Perdana Menteri Yunani Kyriakos Mitsotakis dengan marah membela kebijakan migrasi kontroversial Yunani bulan lalu dalam perdebatan sengit dengan seorang reporter yang menuduhnya melakukan “pelecehan narsis” selama konferensi pers dengan rekan Belandanya di Athena. Reporter itu menggemakan seruan dari banyak kelompok dan organisasi hak asasi yang mendesak Athena untuk berhenti berbohong dan mengakui kebijakan sistematis “penindasan yang kejam dan barbar.”
“Perdana Menteri Mitsotakis, kapan, akhirnya, Anda akan berhenti berbohong? Berbohong tentang penolakan, berbohong tentang apa yang terjadi dengan para pengungsi di Yunani?” Wartawan Belanda Ingeborg Beugel bertanya setelah pernyataan bersama oleh Mitsotakis dan Mark Rutte.
Beugel mengacu pada tuduhan oleh kelompok dan organisasi hak asasi termasuk Komisaris Tinggi PBB untuk Pengungsi (UNHCR) bahwa Yunani secara tidak sah mendorong migran dan pengungsi kembali ke Turki di perbatasan darat dan lautnya.
Mitsotakis, yang partai kanan tengahnya, Demokrasi Baru, berkuasa pada 2019, terus mempertahankan kebijakan migrasi kontroversial pemerintahnya, menyebutnya “keras tapi adil,” dan mengklaim Yunani telah menyelamatkan ratusan orang di laut sejak 2015 ketika negara itu berada di laut. garis depan krisis migrasi Eropa.
Dalam laporan baru-baru ini, Badan Hak-Hak Dasar Uni Eropa (FRA) mengungkapkan bahwa para migran di perbatasan Uni Eropa masih menghadapi kondisi yang sulit dan pelanggaran hak di pusat-pusat penahanan dan penerimaan.
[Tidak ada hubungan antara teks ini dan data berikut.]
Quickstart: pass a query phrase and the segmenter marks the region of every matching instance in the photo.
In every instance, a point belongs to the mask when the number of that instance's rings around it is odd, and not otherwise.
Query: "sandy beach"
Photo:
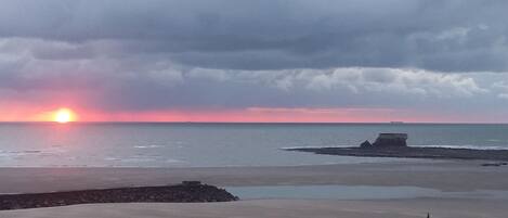
[[[220,187],[383,185],[444,192],[508,190],[508,167],[484,162],[218,168],[0,168],[0,192],[160,185],[200,180]],[[1,211],[0,217],[506,217],[504,198],[244,200],[204,204],[104,204]],[[79,216],[78,216],[79,215]],[[141,216],[143,215],[143,216]]]

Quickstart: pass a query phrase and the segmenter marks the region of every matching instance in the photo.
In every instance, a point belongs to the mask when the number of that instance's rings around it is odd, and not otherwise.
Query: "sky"
[[[2,0],[0,121],[508,123],[505,0]]]

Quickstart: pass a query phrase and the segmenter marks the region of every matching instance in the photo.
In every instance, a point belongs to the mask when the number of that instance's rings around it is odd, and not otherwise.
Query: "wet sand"
[[[424,162],[296,167],[0,168],[0,192],[48,192],[201,180],[214,185],[408,185],[442,191],[508,190],[508,167]],[[0,217],[506,217],[506,200],[247,200],[204,204],[104,204],[0,211]]]
[[[8,210],[9,218],[506,218],[502,201],[255,200],[229,203],[133,203]]]

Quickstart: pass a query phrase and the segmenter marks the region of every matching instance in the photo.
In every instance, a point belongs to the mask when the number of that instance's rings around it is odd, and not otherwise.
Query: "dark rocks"
[[[186,181],[177,185],[83,190],[0,195],[0,210],[92,203],[131,202],[231,202],[238,197],[223,189]]]
[[[368,140],[364,141],[363,143],[360,144],[360,148],[362,149],[369,149],[373,148],[373,144]]]
[[[407,146],[406,133],[380,133],[376,141],[373,143],[374,146]]]
[[[201,185],[200,181],[182,181],[183,185],[191,185],[191,187],[196,187],[196,185]]]
[[[376,146],[368,149],[350,148],[299,148],[286,151],[312,152],[315,154],[367,157],[402,157],[402,158],[433,158],[433,159],[486,159],[508,162],[508,150],[472,150],[452,148],[422,146]],[[497,164],[496,164],[497,165]],[[504,164],[500,164],[504,165]],[[485,166],[493,166],[486,164]]]
[[[500,166],[505,166],[505,165],[508,165],[508,163],[500,162],[500,163],[486,163],[486,164],[482,164],[483,167],[500,167]]]

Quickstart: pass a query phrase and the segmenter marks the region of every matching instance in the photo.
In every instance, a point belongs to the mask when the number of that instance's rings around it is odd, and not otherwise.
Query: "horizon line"
[[[468,123],[468,121],[69,121],[60,124],[56,121],[0,121],[0,124],[55,124],[55,125],[73,125],[73,124],[302,124],[302,125],[362,125],[362,124],[389,124],[389,125],[508,125],[508,123]]]

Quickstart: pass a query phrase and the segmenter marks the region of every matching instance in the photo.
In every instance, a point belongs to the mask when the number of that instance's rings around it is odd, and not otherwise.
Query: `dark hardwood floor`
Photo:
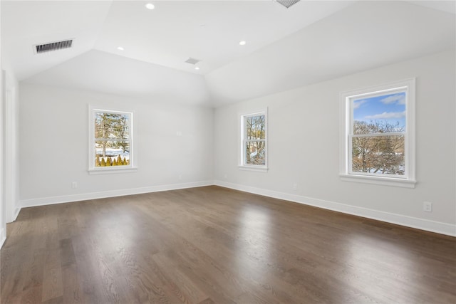
[[[23,209],[1,303],[455,303],[456,238],[217,187]]]

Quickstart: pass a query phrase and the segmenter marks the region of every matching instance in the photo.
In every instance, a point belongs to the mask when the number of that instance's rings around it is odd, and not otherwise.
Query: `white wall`
[[[1,5],[0,5],[0,16],[1,16]],[[0,18],[1,19],[1,18]],[[1,32],[1,22],[0,20],[0,33]],[[6,239],[6,214],[4,198],[4,82],[1,70],[1,37],[0,35],[0,248]]]
[[[22,206],[212,183],[212,108],[24,82],[20,95]],[[136,172],[88,174],[89,105],[135,111]]]
[[[216,109],[216,184],[456,235],[455,57],[452,49]],[[339,93],[413,77],[416,187],[341,181]],[[239,170],[239,115],[265,107],[269,170]],[[424,201],[434,204],[432,213],[423,211]]]

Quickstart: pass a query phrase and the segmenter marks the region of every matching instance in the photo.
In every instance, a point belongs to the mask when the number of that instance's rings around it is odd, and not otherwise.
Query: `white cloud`
[[[367,100],[356,100],[353,101],[353,110],[358,109],[362,104],[365,103]]]
[[[380,119],[392,119],[392,118],[403,118],[405,117],[405,111],[404,112],[383,112],[381,114],[375,114],[375,115],[368,115],[365,117],[368,120],[380,120]]]
[[[391,96],[388,96],[380,100],[385,105],[389,105],[390,103],[398,103],[398,105],[405,104],[405,94],[396,94]]]

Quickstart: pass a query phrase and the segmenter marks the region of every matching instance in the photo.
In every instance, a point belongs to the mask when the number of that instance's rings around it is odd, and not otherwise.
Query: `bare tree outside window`
[[[244,119],[244,164],[266,164],[266,116],[246,116]]]
[[[95,167],[130,163],[130,113],[94,112]]]

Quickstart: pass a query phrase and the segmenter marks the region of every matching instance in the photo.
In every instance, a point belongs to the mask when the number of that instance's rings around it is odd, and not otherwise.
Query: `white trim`
[[[16,208],[14,209],[14,214],[13,216],[13,221],[16,221],[16,220],[17,219],[17,216],[19,215],[19,212],[21,212],[21,209],[22,208],[21,208],[21,206],[16,206]]]
[[[245,141],[245,119],[247,117],[259,116],[259,115],[264,115],[264,127],[265,130],[265,136],[264,140],[261,140],[264,142],[264,165],[252,165],[252,164],[245,164],[245,149],[244,149],[244,141]],[[256,171],[256,172],[267,172],[268,170],[268,157],[269,157],[269,147],[268,147],[268,134],[269,132],[269,126],[268,126],[268,108],[267,107],[261,110],[258,111],[251,111],[247,113],[240,113],[239,115],[239,121],[238,121],[238,125],[239,126],[239,129],[238,130],[239,137],[239,162],[238,162],[238,167],[242,170],[247,171]]]
[[[135,140],[135,111],[123,110],[122,109],[105,110],[104,107],[96,107],[95,105],[88,105],[88,173],[90,174],[112,174],[112,173],[128,173],[134,172],[138,169],[136,159],[136,149]],[[94,113],[95,112],[103,112],[113,114],[127,114],[130,115],[130,164],[128,166],[119,167],[95,167],[95,130],[93,125]]]
[[[65,195],[61,196],[43,197],[40,199],[24,199],[21,201],[21,207],[51,205],[53,204],[69,203],[88,199],[104,199],[107,197],[122,196],[124,195],[140,194],[142,193],[157,192],[160,191],[177,190],[179,189],[195,188],[197,187],[212,186],[212,181],[194,182],[182,184],[150,186],[141,188],[125,189],[120,190],[105,191],[102,192],[82,193],[80,194]]]
[[[5,241],[6,241],[6,229],[4,227],[0,227],[0,248],[3,246]]]
[[[353,214],[357,216],[366,217],[368,219],[385,221],[427,231],[456,236],[456,224],[429,221],[416,217],[373,210],[356,206],[347,205],[346,204],[337,203],[335,201],[325,201],[323,199],[314,199],[300,195],[290,194],[285,192],[279,192],[261,188],[232,184],[219,180],[215,180],[214,182],[214,184],[245,192],[253,193],[279,199],[284,199],[338,212]]]
[[[341,92],[339,95],[339,176],[346,182],[356,182],[367,184],[378,184],[394,187],[414,188],[415,180],[415,78],[408,78],[368,88]],[[351,100],[353,98],[368,95],[381,95],[395,91],[406,92],[405,120],[405,174],[403,176],[389,175],[387,177],[351,172],[351,153],[353,112],[351,110]],[[402,132],[400,132],[402,133]],[[389,133],[383,133],[385,136]],[[400,133],[393,133],[399,135]],[[402,134],[403,135],[403,134]],[[351,135],[353,136],[353,135]],[[378,135],[369,135],[378,136]]]
[[[116,173],[132,173],[138,171],[137,167],[101,167],[98,169],[89,169],[88,174],[115,174]]]
[[[254,171],[256,172],[267,172],[269,168],[266,166],[241,165],[237,166],[239,170]]]
[[[415,188],[415,180],[405,179],[400,177],[380,177],[361,174],[340,174],[343,182],[356,182],[363,184],[375,184],[383,186],[399,187],[402,188]]]

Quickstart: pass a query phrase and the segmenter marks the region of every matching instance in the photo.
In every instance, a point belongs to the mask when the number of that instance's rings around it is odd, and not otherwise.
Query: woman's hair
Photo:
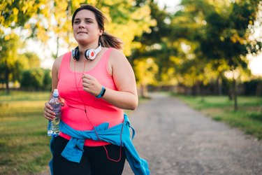
[[[88,10],[94,13],[96,17],[96,20],[99,24],[99,27],[100,29],[103,31],[102,35],[99,37],[99,43],[102,45],[103,47],[106,48],[114,48],[116,49],[122,49],[122,42],[117,37],[105,32],[105,21],[107,21],[106,17],[103,14],[101,11],[99,9],[92,6],[91,5],[81,5],[80,8],[77,8],[74,13],[73,14],[72,17],[72,26],[73,25],[73,22],[75,20],[75,18],[76,14],[82,10]]]

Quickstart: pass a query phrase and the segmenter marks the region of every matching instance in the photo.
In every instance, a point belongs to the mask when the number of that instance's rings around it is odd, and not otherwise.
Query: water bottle
[[[58,98],[59,92],[57,89],[54,90],[53,97],[49,101],[53,111],[55,113],[55,118],[53,120],[49,120],[48,127],[48,135],[57,136],[59,134],[59,122],[61,118],[61,101]]]

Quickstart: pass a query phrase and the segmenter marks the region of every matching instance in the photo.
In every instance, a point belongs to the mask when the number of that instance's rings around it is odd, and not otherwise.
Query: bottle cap
[[[53,97],[57,97],[58,96],[59,96],[59,93],[58,92],[58,90],[54,89],[54,92],[53,92]]]

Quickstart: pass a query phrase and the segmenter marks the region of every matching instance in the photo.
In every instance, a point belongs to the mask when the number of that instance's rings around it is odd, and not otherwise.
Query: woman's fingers
[[[52,106],[49,104],[48,102],[45,103],[45,108],[44,108],[44,116],[46,119],[49,120],[54,120],[55,113],[53,112],[52,109]]]

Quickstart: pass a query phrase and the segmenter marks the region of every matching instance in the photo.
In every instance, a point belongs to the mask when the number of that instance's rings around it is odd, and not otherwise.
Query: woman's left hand
[[[102,89],[102,85],[96,78],[89,74],[83,74],[82,76],[82,87],[85,92],[87,92],[94,96],[99,94]]]

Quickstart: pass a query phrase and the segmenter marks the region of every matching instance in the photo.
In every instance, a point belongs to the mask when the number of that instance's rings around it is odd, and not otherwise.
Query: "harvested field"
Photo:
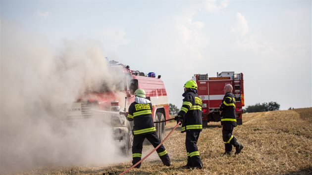
[[[175,125],[168,124],[166,135]],[[204,168],[186,170],[185,133],[178,127],[164,143],[172,166],[162,166],[156,153],[129,175],[308,175],[312,174],[312,108],[245,114],[243,124],[233,135],[245,147],[237,155],[223,156],[219,123],[209,123],[198,143]],[[143,156],[153,148],[145,146]],[[60,158],[61,159],[61,158]],[[119,174],[131,167],[131,161],[118,165],[38,168],[23,174]]]

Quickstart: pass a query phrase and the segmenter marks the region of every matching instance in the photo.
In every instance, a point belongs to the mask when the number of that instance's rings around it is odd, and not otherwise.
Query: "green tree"
[[[270,101],[268,103],[260,104],[256,103],[255,105],[248,106],[244,109],[245,112],[265,112],[270,111],[278,111],[279,110],[279,104],[276,102]]]
[[[171,103],[169,103],[169,114],[172,115],[177,115],[180,110],[178,107]]]

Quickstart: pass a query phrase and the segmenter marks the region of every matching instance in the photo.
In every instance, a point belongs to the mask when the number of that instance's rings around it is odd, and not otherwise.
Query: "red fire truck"
[[[242,124],[242,116],[244,102],[244,77],[243,73],[234,72],[222,72],[216,77],[208,77],[208,74],[196,74],[193,77],[198,86],[198,95],[203,100],[202,114],[203,125],[208,122],[219,122],[220,105],[224,96],[223,88],[226,84],[231,84],[236,102],[237,122]]]
[[[114,139],[123,143],[121,148],[129,154],[132,144],[133,124],[126,120],[123,115],[119,114],[119,112],[127,112],[130,104],[134,101],[134,91],[140,88],[145,90],[146,98],[152,103],[154,121],[168,119],[167,92],[160,75],[156,77],[154,72],[145,74],[131,70],[129,66],[117,64],[115,61],[112,63],[109,68],[112,72],[118,73],[116,79],[120,79],[117,85],[114,85],[117,87],[117,90],[111,91],[104,88],[102,90],[86,92],[67,109],[67,119],[71,121],[77,119],[81,121],[100,116],[106,122],[109,121],[109,125],[113,127]],[[103,85],[104,87],[107,86]],[[161,140],[164,136],[165,125],[163,122],[155,124],[157,134]]]

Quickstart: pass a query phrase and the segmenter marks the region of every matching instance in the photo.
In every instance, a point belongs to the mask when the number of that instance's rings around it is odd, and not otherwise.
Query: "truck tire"
[[[155,122],[163,121],[165,120],[163,114],[161,112],[156,112],[155,116]],[[157,135],[159,138],[160,141],[162,140],[164,137],[164,131],[165,131],[165,122],[161,122],[155,124],[155,127],[156,127],[156,132]]]
[[[203,120],[203,127],[207,128],[208,127],[208,120]]]
[[[127,122],[127,128],[128,132],[125,133],[123,140],[124,140],[124,146],[123,147],[122,152],[127,156],[129,156],[132,154],[132,148],[133,144],[133,134],[132,134],[132,125],[131,122]]]

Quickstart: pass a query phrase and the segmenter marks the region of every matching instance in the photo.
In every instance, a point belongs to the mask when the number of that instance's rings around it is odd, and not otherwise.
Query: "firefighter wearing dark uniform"
[[[235,113],[235,98],[232,93],[233,87],[230,84],[225,85],[223,91],[225,94],[220,106],[221,125],[222,126],[222,135],[224,142],[225,152],[224,155],[230,155],[232,145],[236,148],[235,154],[239,154],[244,148],[240,144],[232,133],[236,126]]]
[[[135,101],[129,107],[127,119],[133,121],[133,145],[132,146],[132,164],[138,163],[141,159],[143,141],[146,138],[154,147],[160,143],[156,133],[156,128],[154,125],[152,111],[152,103],[145,98],[145,91],[137,89],[134,92]],[[162,144],[156,150],[158,155],[164,165],[170,166],[170,160],[165,147]],[[135,168],[140,168],[141,163]]]
[[[186,168],[203,168],[203,163],[200,158],[197,147],[197,141],[203,130],[202,119],[202,100],[197,92],[197,84],[193,80],[187,82],[184,85],[184,97],[181,110],[175,119],[181,121],[182,131],[186,132],[185,147],[187,154]]]

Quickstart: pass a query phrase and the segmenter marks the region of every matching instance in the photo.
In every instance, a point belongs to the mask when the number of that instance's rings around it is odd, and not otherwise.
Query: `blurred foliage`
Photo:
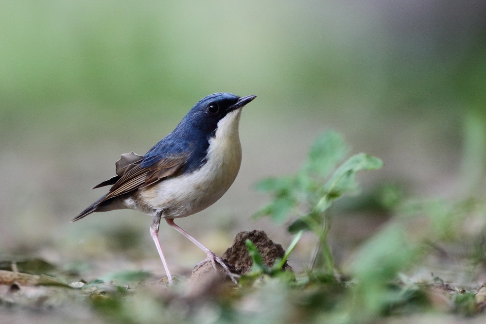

Laporan itu juga mencatat bahwa mendorong migran kembali ke Turki telah menjadi kebijakan perbatasan de facto Yunani dan penyiksaan, perlakuan buruk dan penolakan terus berlanjut.
Juga diketahui bahwa Frontex telah terlibat dalam penolakan Yunani terhadap para migran. Investigasi bersama oleh beberapa outlet berita internasional melaporkan pada Oktober 2020 bahwa Frontex telah terlibat dalam operasi pushback maritim untuk mengusir migran yang mencoba memasuki UE melalui perairan Yunani. Sebulan kemudian, outlet berita EUobserver yang berbasis di Brussels mengungkapkan bahwa Frontex bertukar surat dengan otoritas Yunani tentang perintah Athena untuk mendorong kembali para migran ke perairan Turki.